Eine Krankheitsanlage im vorgenannten Sinne ist nicht nachgewiesen. Dr. F.... hat in seinem Gutachten vom 27.05.2019 und seiner ergänzenden Stellungnahme vom 10.08.2021 schlüssig herausgearbeitet, dass andere Ursachen für den Riss der distalen Bizepssehne nicht vorliegen, bzw. nicht nachgewiesen worden sind. So wurden bei der Operation am 09.07.2018 keine degenerativen Veränderungen am gering zurückgezogenen Sehnenstumpf oder an den noch als intakt eingeschätzten einzelnen Fasern angegeben. Auch aus dem histologischen Befund kann nicht auf das Vorliegen geringer oder schwerer Texturstörungen geschlossen werden. Dieser hält sogar ausdrücklich fest, dass "vorbestehende degenerative Veränderungen nicht nachweisbar sind". Zusammenfassend hält Dr. F….. fest, dass anhand des Befundes und im Vergleich mit dem aktuellen Wissensstand festzustellen ist, dass keine Zeichen einer schweren, altersvorauseilenden Texturstörung, keine inhomogene Verteilung von Zellkernen, keine Narben, Verkalkungen und kein Granulationsgewebe festgestellt und nachgewiesen worden ist. Damit ist bei dem Kläger der Nachweis einer Schadensanlage in Form einer altersvorauseilenden schweren Texturstörung nicht erbracht. Es kann daher nicht festgestellt werden, dass beim Kläger die Degradation des Sehnengewebes so ausgeprägt gewesen ist, dass der Schaden wahrscheinlich in absehbarer Zeit auch spontan oder unter alltäglichen Belastungen aufgetreten wäre.

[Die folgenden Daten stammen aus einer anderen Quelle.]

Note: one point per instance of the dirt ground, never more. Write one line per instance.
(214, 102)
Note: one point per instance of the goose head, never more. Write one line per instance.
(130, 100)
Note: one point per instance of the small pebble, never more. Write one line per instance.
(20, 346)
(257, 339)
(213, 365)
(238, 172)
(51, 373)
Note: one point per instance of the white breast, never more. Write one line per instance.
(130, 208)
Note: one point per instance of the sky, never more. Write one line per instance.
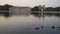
(31, 3)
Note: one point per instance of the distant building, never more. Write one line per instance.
(20, 10)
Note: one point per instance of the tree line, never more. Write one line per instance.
(36, 8)
(5, 7)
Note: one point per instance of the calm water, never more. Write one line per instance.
(26, 24)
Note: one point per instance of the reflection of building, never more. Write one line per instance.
(20, 10)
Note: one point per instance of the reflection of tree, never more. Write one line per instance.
(57, 15)
(39, 16)
(6, 14)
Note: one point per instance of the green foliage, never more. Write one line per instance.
(5, 7)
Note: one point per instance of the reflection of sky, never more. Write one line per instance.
(27, 24)
(31, 2)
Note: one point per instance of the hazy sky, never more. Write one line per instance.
(31, 3)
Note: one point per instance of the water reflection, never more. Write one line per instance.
(30, 24)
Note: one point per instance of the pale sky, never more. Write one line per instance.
(31, 3)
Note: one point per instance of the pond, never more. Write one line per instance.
(26, 24)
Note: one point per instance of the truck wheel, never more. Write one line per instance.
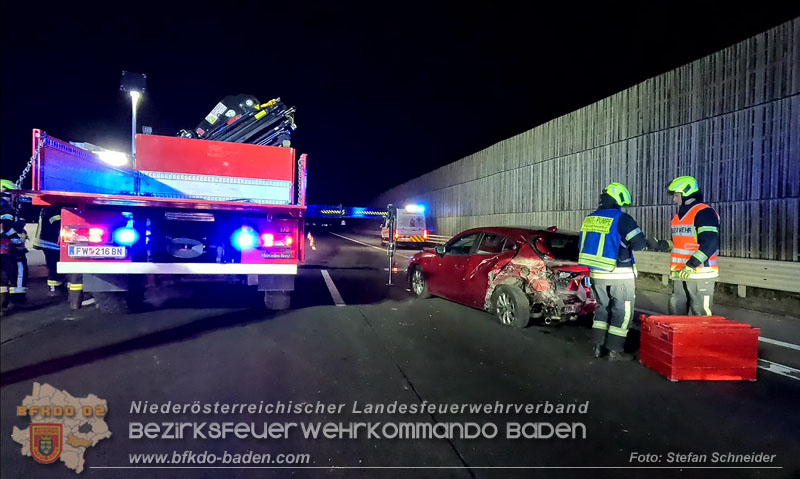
(418, 283)
(277, 300)
(112, 302)
(510, 306)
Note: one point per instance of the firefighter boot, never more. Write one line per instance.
(615, 356)
(597, 350)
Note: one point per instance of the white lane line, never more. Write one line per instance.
(760, 338)
(367, 244)
(780, 343)
(781, 369)
(337, 298)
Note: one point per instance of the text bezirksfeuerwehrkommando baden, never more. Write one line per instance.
(356, 407)
(422, 428)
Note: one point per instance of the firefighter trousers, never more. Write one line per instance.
(612, 318)
(51, 257)
(14, 277)
(692, 296)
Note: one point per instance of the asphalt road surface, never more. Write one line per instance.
(349, 338)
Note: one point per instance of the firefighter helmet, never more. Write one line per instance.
(619, 193)
(685, 185)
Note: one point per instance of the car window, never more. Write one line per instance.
(491, 244)
(461, 245)
(557, 246)
(509, 245)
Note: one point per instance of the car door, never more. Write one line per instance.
(446, 274)
(492, 250)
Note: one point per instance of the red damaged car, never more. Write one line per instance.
(514, 273)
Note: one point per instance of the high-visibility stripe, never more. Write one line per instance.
(20, 274)
(45, 244)
(597, 261)
(705, 273)
(632, 234)
(600, 245)
(600, 325)
(617, 331)
(627, 318)
(707, 304)
(617, 273)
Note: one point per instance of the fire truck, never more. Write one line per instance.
(185, 207)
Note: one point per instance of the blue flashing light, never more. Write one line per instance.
(244, 238)
(125, 236)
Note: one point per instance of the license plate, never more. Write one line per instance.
(97, 252)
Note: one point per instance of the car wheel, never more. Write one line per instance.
(418, 283)
(510, 306)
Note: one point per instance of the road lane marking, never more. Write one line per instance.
(776, 368)
(367, 244)
(760, 338)
(337, 298)
(780, 343)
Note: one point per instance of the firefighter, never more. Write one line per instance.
(695, 246)
(608, 239)
(14, 263)
(46, 239)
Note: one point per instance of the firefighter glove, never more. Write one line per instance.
(685, 273)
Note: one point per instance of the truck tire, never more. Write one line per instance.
(119, 302)
(419, 285)
(112, 302)
(277, 300)
(510, 306)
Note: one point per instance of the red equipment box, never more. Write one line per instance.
(708, 348)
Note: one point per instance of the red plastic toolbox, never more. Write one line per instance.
(707, 348)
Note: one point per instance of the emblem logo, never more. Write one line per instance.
(46, 441)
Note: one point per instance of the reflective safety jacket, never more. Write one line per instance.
(600, 246)
(49, 229)
(12, 227)
(685, 245)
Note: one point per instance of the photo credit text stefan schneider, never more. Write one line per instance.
(205, 423)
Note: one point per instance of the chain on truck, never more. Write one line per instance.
(225, 200)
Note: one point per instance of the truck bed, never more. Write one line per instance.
(170, 172)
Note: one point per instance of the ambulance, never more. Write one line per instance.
(410, 226)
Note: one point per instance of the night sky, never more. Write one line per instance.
(382, 94)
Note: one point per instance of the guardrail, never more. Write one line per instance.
(438, 239)
(743, 272)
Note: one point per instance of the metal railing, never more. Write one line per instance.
(743, 272)
(438, 239)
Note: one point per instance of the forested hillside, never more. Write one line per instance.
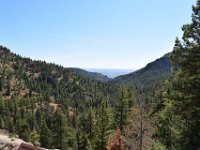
(148, 77)
(41, 102)
(154, 108)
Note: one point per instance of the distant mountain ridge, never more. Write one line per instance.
(111, 73)
(92, 75)
(149, 76)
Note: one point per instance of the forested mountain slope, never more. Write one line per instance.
(46, 104)
(148, 76)
(90, 75)
(24, 77)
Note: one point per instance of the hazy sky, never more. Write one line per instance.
(93, 33)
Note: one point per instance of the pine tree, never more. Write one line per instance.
(45, 136)
(121, 107)
(103, 128)
(184, 98)
(62, 134)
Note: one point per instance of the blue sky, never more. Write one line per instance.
(123, 34)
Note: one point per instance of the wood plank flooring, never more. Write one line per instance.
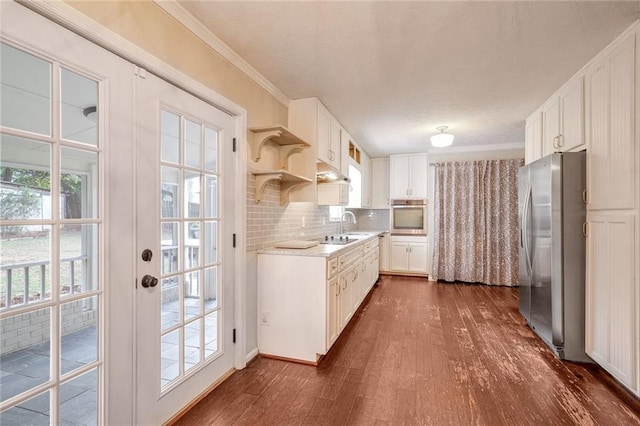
(419, 352)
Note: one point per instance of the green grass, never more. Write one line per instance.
(38, 249)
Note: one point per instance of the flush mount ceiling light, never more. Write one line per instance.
(91, 113)
(442, 139)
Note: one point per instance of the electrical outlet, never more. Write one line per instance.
(264, 319)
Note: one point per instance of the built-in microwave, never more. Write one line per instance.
(409, 217)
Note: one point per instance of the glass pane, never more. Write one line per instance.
(192, 344)
(25, 83)
(79, 400)
(211, 334)
(211, 196)
(192, 245)
(26, 349)
(170, 192)
(34, 411)
(192, 143)
(79, 345)
(78, 258)
(25, 259)
(78, 184)
(210, 243)
(170, 137)
(191, 295)
(169, 247)
(25, 172)
(210, 288)
(79, 108)
(192, 194)
(210, 150)
(170, 357)
(170, 303)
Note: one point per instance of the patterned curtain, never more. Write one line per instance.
(476, 222)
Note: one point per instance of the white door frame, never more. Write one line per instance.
(70, 18)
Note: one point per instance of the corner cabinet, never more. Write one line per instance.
(305, 301)
(273, 164)
(408, 176)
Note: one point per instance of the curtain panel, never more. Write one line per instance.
(476, 222)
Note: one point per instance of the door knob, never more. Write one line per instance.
(149, 281)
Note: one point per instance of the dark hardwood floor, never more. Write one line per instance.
(420, 352)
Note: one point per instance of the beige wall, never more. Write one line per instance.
(151, 28)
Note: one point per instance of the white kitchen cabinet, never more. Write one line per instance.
(408, 176)
(385, 252)
(310, 118)
(333, 194)
(610, 294)
(365, 170)
(380, 183)
(409, 254)
(611, 157)
(563, 118)
(533, 137)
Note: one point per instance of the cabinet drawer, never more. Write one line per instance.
(332, 267)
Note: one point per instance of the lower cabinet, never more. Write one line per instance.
(611, 328)
(305, 301)
(409, 254)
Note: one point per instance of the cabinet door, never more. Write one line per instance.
(324, 134)
(418, 258)
(399, 256)
(380, 183)
(365, 169)
(550, 126)
(572, 103)
(610, 295)
(533, 138)
(334, 144)
(611, 154)
(398, 176)
(418, 176)
(333, 310)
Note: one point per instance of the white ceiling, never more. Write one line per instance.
(391, 72)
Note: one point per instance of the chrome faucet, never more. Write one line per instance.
(342, 220)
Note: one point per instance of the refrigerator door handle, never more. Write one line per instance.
(525, 228)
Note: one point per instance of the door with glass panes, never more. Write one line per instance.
(184, 247)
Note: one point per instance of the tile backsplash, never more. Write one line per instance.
(268, 222)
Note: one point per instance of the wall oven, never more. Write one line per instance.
(409, 217)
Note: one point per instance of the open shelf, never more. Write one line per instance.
(288, 142)
(287, 182)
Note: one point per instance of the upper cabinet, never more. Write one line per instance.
(312, 121)
(611, 157)
(408, 176)
(380, 183)
(563, 118)
(533, 137)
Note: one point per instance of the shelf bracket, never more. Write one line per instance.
(287, 150)
(285, 188)
(257, 140)
(261, 181)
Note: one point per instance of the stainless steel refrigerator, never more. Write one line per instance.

Eine hauptsächliche Mitverursachung durch degenerative Veränderungen der Bizepssehne ergibt sich auch nicht durch die verbreitete Aussage, dass "eine gesunde Sehne nicht reißt" und dass aus diesem Grund degenerative Veränderungen die wesentliche Ursache für den Sehnenriss sein müssen. Der gerichtliche Sachverständige hat in diesem Zusammenhang zurecht darauf hingewiesen. dass auch nach der Standardliteratur 50 % (Schönberger/Mehrtesn/Valentin, a.a.O., S. 428) der Diskontinuitäten der peripheren Bizepssehne nicht auf einen anlagebedingten Schaden zurückzuführen sind und dass aus diesem Grund die Schlussfolgerung, dass der Riss der distalen Bizepssehne in jedem Fall wesentlich auf einer degenerativen Veränderung beruht, nicht zulässig ist. Der Senat folgt den überzeugenden Ausführungen des Sachverständigen. Bei fehlendem Nachweis einer Schadensanlage bleibt das angeschuldigte Ereignis die rechtlich wesentliche Ursache für den Riss der distalen Bizepssehne, der damit der Gesundheits(erst)schaden ist.
Die Kostenentscheidung beruht auf § 193 SGG.
Gründe für die Zulassung der Revision gemäß § 160 Abs. 2 SGG liegen nicht vor.